American electrical engineer

Daniel R. von Recklinghausen (January 22, 1925, New York City – August 22, 2011) was an electrical engineer.

He graduated from Massachusetts Institute of Technology in 1951 with a Bachelor of Science degree in Electrical Engineering. He was a member of Tau Beta Pi, Sigma Xi, and Eta Kappa Nu fraternities.

Daniel (or DVR as he was known) was recruited straight out of MIT by Hermon Hosmer Scott, who was a professor of electrical engineering at MIT, as a chief research engineer. (However, there was little doubt that DVR was in every sense, the chief engineer.) Von Recklinghausen was immediately put to work on the redesign of the Scott 310 FM tuner. All subsequent tuners, are in electronic terms, "DVR designs." Daniel also worked closely with Fairchild Semiconductors, and made extensive use of its product line, or whatever Robert Noyce suggested might work, as HH Scott transitioned to the use of IC's in its intermediate frequency stages, in mid 1965.

It was the work with Noyce and Fairchild that led to Von Recklinghausen's patent in FET intensification.

As the fortunes of HH Scott declined, Von Recklinghausen's final effort for the company was to design a line of products that could be manufactured in Japan. It was too little, too late to save the company from receivership.

HH Scott Inc., was purchased outright by its Belgian licensee in 1973. (The company was eventually sold to Emerson Electronics.) At that time, Von Recklinghausen began working closely with Advent on the design of the FM tuner that was featured in its popular Advent 300 Receiver.

Von Recklinghausen later worked at Electro Audio Dynamics, beginning in 1973. In 1975, he was appointed Vice President of Research and Development for KLH, where he patented computer controlled loudspeakers.
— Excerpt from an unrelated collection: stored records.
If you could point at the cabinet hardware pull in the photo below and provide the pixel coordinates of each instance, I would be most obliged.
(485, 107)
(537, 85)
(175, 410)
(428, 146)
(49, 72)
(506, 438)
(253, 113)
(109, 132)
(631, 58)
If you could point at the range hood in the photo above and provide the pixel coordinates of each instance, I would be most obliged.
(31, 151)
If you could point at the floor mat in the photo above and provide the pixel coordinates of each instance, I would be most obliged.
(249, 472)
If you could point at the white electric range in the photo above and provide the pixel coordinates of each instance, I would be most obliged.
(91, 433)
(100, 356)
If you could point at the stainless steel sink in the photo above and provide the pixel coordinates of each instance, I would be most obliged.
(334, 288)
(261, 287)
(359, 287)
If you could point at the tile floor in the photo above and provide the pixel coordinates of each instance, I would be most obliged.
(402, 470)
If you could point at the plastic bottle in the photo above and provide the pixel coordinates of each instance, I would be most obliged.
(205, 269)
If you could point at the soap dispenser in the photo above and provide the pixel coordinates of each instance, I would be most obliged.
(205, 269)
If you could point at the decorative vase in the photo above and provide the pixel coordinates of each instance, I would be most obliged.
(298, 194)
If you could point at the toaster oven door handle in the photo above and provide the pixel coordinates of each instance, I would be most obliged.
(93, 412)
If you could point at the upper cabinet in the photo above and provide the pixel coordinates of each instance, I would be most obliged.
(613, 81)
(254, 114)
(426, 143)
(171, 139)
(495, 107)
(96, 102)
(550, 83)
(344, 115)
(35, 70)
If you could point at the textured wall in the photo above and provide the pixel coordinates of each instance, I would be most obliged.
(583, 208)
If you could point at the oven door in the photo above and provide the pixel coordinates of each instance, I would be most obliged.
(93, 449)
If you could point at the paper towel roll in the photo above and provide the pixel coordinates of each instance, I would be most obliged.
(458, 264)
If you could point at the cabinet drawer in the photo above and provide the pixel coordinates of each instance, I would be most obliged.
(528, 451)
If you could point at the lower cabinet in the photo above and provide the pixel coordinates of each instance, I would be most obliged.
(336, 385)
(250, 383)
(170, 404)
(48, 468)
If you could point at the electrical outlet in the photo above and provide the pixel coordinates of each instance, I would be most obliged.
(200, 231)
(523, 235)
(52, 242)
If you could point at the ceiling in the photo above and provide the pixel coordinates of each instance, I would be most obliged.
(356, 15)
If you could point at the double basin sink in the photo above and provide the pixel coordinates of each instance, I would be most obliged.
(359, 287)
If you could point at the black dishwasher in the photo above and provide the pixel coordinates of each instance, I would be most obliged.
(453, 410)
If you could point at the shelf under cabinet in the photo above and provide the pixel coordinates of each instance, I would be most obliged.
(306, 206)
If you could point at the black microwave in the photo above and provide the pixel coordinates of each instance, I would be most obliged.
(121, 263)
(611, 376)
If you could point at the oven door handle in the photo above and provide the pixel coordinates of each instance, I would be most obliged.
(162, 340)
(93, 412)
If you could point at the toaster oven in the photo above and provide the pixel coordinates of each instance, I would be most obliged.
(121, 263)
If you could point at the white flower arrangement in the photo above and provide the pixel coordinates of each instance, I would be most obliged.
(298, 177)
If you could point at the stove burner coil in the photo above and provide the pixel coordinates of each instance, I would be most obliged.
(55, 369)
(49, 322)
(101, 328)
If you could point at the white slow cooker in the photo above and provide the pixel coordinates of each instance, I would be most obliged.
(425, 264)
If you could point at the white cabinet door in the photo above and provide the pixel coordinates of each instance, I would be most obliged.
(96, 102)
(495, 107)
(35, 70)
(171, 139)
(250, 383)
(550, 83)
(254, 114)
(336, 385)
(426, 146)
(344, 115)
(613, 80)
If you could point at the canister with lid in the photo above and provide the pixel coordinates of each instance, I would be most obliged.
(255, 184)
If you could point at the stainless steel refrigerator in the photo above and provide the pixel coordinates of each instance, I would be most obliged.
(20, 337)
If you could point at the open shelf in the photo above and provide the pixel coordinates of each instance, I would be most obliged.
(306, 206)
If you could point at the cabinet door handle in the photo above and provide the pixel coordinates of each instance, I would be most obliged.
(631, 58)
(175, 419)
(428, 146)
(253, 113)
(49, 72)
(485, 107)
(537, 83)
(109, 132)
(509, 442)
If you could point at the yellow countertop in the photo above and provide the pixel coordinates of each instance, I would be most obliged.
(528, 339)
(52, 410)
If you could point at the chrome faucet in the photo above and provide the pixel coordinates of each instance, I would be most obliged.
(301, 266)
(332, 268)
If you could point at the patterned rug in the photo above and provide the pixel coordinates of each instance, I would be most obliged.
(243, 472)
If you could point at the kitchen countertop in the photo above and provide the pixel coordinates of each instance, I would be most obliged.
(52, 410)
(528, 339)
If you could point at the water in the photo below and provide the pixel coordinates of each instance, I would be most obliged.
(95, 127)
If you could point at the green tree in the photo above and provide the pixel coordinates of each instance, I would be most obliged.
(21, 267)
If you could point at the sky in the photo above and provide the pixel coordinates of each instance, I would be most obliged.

He was a member of the National Stereophonic Radio Committee. He served the Audio Engineering Society (AES) as president in 1967, and was the journal editor from 1991-2004.

Von Recklinghausen was an author of numerous articles and publications, and held 24 patents. He was also an avid photographer.

==Awards==
- Fellow, Institute of Electrical and Electronics Engineers (IEEE), 1967, for contributions in the field of high fidelity music reproduction (FM Stereo).
- Fellow, Audio Engineering Society, 1962.
- Gold Medal, Audio Engineering Society, 1978, for outstanding achievement and contributions in the field of FM receiver technology.
- Lifetime Achievement award, Audio Engineering Society, 2005.
- Outstanding Young Men of Greater Boston, Boston Junior Chamber of Commerce, 1960.